DECAL’s plan allows providers to choose from three instructional models: traditional face-to-face, hybrid and fully virtual, although it recommends strongly that “programs place a priority on having students physically present in Pre-K classrooms.”
Those who choose the traditional model, like Gainesville Academy, are asked to come up with a plan for rotating classroom materials and supplies to allow time for sanitation and cleaning. The plan also acknowledges that maintaining physical distance of 6 feet among students at all times is unrealistic, but suggests that programs “consider measures to encourage physical distancing.” Those measures include small-group instruction and keeping children as far apart as possible during large group settings such as “circle time.”
It also recommends health screenings upon arrival, to prevent sick students from ever reaching the classroom.

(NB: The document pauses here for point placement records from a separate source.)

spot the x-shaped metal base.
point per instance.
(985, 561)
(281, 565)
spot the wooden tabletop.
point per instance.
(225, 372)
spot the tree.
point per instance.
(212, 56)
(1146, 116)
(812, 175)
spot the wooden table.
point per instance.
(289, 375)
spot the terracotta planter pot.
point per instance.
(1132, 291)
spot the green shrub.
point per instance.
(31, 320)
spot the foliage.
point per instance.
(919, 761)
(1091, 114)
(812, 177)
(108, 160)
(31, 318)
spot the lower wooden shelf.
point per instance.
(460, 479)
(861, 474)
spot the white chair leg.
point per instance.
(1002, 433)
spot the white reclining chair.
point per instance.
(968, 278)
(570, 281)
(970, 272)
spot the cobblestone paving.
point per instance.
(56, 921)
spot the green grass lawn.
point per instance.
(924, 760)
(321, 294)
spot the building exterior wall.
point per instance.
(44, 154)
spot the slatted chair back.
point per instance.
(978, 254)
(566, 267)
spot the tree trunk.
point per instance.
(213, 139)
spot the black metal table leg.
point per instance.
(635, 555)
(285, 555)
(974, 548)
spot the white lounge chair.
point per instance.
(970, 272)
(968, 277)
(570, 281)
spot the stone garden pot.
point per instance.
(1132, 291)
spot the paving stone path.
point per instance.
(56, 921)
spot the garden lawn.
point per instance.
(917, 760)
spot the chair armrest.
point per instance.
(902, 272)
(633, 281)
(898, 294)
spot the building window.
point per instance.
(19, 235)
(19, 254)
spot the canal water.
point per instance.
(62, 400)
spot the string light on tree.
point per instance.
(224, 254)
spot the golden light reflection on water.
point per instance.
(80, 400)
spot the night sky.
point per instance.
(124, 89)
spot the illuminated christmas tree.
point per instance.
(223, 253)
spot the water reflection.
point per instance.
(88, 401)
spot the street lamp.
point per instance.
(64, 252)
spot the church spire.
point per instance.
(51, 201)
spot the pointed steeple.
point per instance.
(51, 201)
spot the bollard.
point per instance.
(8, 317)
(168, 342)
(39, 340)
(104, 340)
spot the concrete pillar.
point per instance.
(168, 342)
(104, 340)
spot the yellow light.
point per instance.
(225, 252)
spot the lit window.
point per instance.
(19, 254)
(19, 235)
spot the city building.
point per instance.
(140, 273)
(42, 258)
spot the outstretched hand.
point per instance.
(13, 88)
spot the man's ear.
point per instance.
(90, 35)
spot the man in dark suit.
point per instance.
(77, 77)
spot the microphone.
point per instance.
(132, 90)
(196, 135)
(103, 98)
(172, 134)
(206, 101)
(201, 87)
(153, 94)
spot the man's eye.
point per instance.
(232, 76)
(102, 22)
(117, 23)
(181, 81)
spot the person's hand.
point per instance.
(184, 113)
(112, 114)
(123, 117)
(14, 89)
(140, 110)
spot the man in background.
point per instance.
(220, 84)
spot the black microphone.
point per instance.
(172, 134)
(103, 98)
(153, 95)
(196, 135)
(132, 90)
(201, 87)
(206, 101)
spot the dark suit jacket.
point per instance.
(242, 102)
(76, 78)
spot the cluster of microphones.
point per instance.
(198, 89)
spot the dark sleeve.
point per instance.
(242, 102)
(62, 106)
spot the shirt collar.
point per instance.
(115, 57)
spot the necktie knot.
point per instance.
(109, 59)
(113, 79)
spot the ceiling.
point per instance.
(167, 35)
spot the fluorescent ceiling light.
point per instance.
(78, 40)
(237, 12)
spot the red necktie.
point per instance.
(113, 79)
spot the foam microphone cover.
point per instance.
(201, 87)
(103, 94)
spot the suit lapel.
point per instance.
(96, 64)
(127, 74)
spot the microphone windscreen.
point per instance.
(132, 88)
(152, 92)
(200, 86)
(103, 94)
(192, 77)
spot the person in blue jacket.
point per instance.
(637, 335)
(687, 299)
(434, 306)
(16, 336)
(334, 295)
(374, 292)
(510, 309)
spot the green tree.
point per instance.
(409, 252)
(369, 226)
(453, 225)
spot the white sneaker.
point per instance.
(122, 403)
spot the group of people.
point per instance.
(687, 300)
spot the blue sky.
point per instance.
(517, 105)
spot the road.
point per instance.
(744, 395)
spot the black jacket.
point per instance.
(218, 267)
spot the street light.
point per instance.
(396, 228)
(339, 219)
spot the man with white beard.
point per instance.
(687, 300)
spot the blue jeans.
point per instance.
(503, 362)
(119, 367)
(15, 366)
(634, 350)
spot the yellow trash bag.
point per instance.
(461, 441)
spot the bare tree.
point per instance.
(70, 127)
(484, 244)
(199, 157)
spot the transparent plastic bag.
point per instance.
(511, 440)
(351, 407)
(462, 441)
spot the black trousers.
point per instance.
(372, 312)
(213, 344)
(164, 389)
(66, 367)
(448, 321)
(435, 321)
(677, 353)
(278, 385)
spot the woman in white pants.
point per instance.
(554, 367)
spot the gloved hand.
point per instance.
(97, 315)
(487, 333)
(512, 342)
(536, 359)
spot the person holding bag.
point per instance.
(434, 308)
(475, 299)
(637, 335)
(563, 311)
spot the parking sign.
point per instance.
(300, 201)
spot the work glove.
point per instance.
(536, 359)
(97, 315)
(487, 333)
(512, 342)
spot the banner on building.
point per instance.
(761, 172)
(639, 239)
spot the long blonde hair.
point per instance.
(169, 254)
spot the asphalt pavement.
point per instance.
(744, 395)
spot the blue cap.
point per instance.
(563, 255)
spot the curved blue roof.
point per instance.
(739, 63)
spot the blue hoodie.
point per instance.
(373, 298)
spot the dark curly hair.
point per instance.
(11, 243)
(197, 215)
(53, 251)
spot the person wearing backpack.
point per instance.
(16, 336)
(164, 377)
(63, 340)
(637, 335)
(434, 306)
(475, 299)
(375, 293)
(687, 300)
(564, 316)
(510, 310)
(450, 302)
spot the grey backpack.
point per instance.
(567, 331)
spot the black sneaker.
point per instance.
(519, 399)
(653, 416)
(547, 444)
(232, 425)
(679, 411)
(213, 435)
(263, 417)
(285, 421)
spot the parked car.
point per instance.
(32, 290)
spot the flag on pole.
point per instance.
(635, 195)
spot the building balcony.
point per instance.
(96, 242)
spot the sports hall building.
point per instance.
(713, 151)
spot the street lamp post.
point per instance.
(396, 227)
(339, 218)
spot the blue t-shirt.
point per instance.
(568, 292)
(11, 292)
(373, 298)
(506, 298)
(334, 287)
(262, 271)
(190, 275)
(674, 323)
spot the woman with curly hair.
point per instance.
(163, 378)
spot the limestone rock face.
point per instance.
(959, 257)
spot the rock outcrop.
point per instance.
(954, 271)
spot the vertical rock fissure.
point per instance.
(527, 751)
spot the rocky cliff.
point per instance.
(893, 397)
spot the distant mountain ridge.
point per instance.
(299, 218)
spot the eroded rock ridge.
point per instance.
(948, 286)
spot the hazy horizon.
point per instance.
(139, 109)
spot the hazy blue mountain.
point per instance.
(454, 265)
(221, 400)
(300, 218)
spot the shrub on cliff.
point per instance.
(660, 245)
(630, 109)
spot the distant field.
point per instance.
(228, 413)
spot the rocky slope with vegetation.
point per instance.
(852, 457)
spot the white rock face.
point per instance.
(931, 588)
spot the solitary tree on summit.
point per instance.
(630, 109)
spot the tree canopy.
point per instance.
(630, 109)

Forrester said Gainesville Academy will be checking students’ temperatures “before they get out of the car,” and preventing anyone with a fever of 100 degrees or higher from entering the school building.
Kelsey Rivera, assistant director at Chestnut Mountain Academy in Flowery Branch, says her school will also be choosing the traditional model. Rivera said the school would be requiring daily morning temperature checks, and she added that this year will involve a greater than usual emphasis on teaching students healthy habits, such as hand washing and covering their coughs and sneezes with their arms.
But new sanitation and screening measures are far from the only challenges pre-K providers will face this fall.
One of the largest changes for Gainesville Academy and Chestnut Mountain Academy is the disallowing of parent volunteers in the classroom. Forrester expressed concerns over how many young children would deal with being separated from their parents for the first time.
“The biggest challenges are children that have never been in a formal school setting, getting them into that routine of being away from mom and dad, and then mom not being able to see their classroom and not being able to go into their room,” she said.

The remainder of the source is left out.